Mania is just part of who we are and part of what we have to manage.  I try to think of managing the manic phases as harnessing the power I have within me to make it productive and not destructive.

Blessings,

Rev. Katie

Tuesday, August 2, 2011

Can't Sleep

It's 1:20am, recently that is still early in the evening for me.

I wrote a post a few days ago about not being able to do what "normal" people do, like stay up late and still function. If I do that for a day or two, I may not sleep for weeks. One slip, one change, can derail the management of my illness.

A few weeks ago I went to a conference for the weekend and we were up really late each night. Last week my husband and I were the main caregivers for my Mom since my Dad was out of town.
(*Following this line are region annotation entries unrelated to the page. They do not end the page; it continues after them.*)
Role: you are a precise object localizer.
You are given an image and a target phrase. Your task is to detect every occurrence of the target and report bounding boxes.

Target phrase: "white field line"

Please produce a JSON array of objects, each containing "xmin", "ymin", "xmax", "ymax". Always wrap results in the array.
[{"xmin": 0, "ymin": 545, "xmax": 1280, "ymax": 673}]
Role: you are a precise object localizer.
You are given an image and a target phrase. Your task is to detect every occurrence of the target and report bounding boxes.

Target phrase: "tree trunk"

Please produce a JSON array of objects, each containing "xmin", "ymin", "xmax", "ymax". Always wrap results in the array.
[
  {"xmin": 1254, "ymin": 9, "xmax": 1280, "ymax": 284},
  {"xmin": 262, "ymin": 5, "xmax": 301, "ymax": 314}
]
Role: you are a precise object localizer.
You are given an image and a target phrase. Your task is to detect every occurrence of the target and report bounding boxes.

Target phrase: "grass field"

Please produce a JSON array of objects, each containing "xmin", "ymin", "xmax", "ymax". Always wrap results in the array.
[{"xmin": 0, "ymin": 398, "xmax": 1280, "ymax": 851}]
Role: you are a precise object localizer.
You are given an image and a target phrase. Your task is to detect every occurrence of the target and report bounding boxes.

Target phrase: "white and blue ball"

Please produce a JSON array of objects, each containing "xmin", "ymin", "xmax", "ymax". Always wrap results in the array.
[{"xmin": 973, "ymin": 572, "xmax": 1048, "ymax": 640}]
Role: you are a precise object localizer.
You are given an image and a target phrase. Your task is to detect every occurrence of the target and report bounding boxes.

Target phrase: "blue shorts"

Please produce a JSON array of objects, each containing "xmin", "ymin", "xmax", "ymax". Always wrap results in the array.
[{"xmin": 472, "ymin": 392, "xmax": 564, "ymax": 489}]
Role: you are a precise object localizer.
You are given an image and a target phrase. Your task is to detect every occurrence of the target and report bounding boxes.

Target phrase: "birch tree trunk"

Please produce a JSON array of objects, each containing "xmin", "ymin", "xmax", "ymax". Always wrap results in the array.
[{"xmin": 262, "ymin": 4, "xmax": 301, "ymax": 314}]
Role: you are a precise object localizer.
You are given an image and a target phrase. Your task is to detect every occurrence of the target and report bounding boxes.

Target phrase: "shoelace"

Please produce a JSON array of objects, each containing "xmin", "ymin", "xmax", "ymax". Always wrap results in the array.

Unfortunately this created many late nights and a lot of stress. These events have led to me being virtually unable to go to bed before 3 or 4am.


That is one of the things which is so frustrating about this illness, I can't make myself do what I need to. It would make sense for me to just go to bed. I do, but I can't fall asleep. I can lay in bed awake for hours. I surf the internet on my iPad because I am bored.

I am literally watching myself stay awake, telling myself to go to sleep, totally annoyed that I can't force myself to sleep. It is like watching a car with no breaks speed down the road. Actually, your brain kind of feels that way.

I don't have a reason why many people with bipolar can't force themselves to do the right thing to care for themselves. No doctor has ever had a solution for how to get around this besides trying to address symptoms.

Can't sleep? Take a sleeping pill. Eat too much? We have a pill for that. Can't finish a project because you get distracted? Take a stimulant. Won't exercise? We don't have a pill for that. BUT, the stimulant we gave you makes your heart race when you run, so don't run.

I just need to pick a 5K or something and sign up for it so I have some outside commitment which makes it more likely that I will exercise-which I can't do unless I get enough sleep, and if I run enough one of these days I might wear myself out enough to fall asleep before 3am.

Here's to hoping I can trick my brain into doing the right thing.

Blessings,

Rev. Katie

Monday, August 1, 2011

Too Afraid to Share

I asked my husband to read over a potential blog post today. After he read it, he said, "This is not your style." He pointed out that my writing style for this blog is very different than my other blog, Moving in With Dementia, and my preaching style. Interestingly, Jeff said the problem with the posts on this blog is that they are too preachy. No one ever wants a preacher who is too preachy!

My style is storytelling. When I write a sermon, I need a story first. No story, no sermon. It's just who I am. So, why is my style for this blog so different?

I am afraid to share my story.

I am not afraid to tell people about my bipolar disorder, and even share a bit about it, but I realized I am afraid to say too much. People with mental illness are judged so harshly that our jobs, family life, and friendships are at risk if people know too much about us. That is why most of us don't speak up.

However, the purpose of this blog was to let other people with mental illness and their families know they are not alone. Sharing our stories is what connects us, not sticking to just intellectual, heady talk about what is going on.

From my experience, having mental illness makes you feel like a freak. Heck, other people actually call us freaks. It is lonely, not only for me but for my husband and son. Sometimes it feels like we are the only people dealing with this because very few people actually talk about it.


So today, part of our story included being lucky that I even got out of bed this morning. Jeff actually got me to go for a walk, which was a big deal. (I was supposed to go running and just couldn't do it.) One of my great therapists said we were working towards having days when I don't wake up and automatically think "I hate my life." I have very few of those mornings, but I will keep working for them.